Source

Introduction

The motivation behind this dataset comes from my fondness of the Rick and Morty show. It is a sci-fi cartoon show that primarily revolves around an old drunk cynical scientist (Rick) and his good-hearted grandson (Morty) who travel together across the multiverse for adventures. The show is a comic and delivers the viewvers with dark comedy and a plethora of emotions.

The main characters of the show are Rick, Morty, Summer (granddaughter), Jerry (Son-in-law), Beth (Daughter).

Although, I will be conducting sentiment analysis on these main characters primarily, however, I will be more focusing on my following hypothesis:

Is Morty’s character driven by fear in the famous Rick and Morty show?

Having seen the show multiple times, I have noticed that Morty’s character is primarily driven by fear, however, I would like to test this hypothesis using some of the sentiment analysis tools.

Data

The data comes from Kaggle. It was initially scraped by Gabriel Harnandes and cleaned by Andrada Olteanu.

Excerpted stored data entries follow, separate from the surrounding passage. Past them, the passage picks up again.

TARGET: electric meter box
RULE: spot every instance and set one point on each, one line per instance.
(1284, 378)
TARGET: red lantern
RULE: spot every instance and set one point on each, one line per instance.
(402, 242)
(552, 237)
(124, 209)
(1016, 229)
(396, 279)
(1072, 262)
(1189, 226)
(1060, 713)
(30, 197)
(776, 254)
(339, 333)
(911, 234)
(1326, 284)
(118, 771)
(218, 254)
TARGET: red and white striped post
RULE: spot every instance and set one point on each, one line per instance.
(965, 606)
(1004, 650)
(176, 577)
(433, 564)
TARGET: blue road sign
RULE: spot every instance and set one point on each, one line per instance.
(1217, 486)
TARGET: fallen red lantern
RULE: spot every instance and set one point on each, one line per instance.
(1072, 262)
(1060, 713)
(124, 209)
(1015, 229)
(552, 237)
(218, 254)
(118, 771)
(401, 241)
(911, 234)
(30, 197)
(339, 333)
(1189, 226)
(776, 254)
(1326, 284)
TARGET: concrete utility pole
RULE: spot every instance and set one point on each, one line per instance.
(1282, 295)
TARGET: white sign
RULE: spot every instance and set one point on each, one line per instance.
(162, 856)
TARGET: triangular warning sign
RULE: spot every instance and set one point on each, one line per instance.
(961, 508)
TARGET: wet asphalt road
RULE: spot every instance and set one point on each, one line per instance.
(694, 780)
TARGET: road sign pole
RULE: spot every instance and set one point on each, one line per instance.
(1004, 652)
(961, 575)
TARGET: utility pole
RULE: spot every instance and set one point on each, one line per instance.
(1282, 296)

I have uploaded the data to my GitHub repo and sourced it from there for my analysis. The dataset has following columns:

  1. index: just the index of the row
  2. season no: The season number of the dialogue
  3. episode no: The episode number of the dialogue
  4. episode name: The name of the episode
  5. name: the character name
  6. line: the dialogue of the character
# Loading the libraries
library(tidyverse)
library(tidytext)
library(kableExtra)
library(ggplot2)
library(stringr)
#install.packages("textclean")
library(textclean)
library(tm)
library(wordcloud)
library(wordcloud2)
library(RColorBrewer)
library(reshape2)
#install.packages("magick")
library(circlize)
library(magick)
library(gridExtra)
library(grid)
#install.packages("ggraph")
library(ggraph)
library(igraph)
# Loading the data from Github

data<-read.csv(url('https://raw.githubusercontent.com/Aftab1995/DS3/main/Dataset/RickAndMortyScripts.csv'),encoding="UTF-8")

EDA

Checking to see if there are any missing data in the dataset using the following code. We can confirm that we don’t have any missing values in our dataset so we can proceed with EDA.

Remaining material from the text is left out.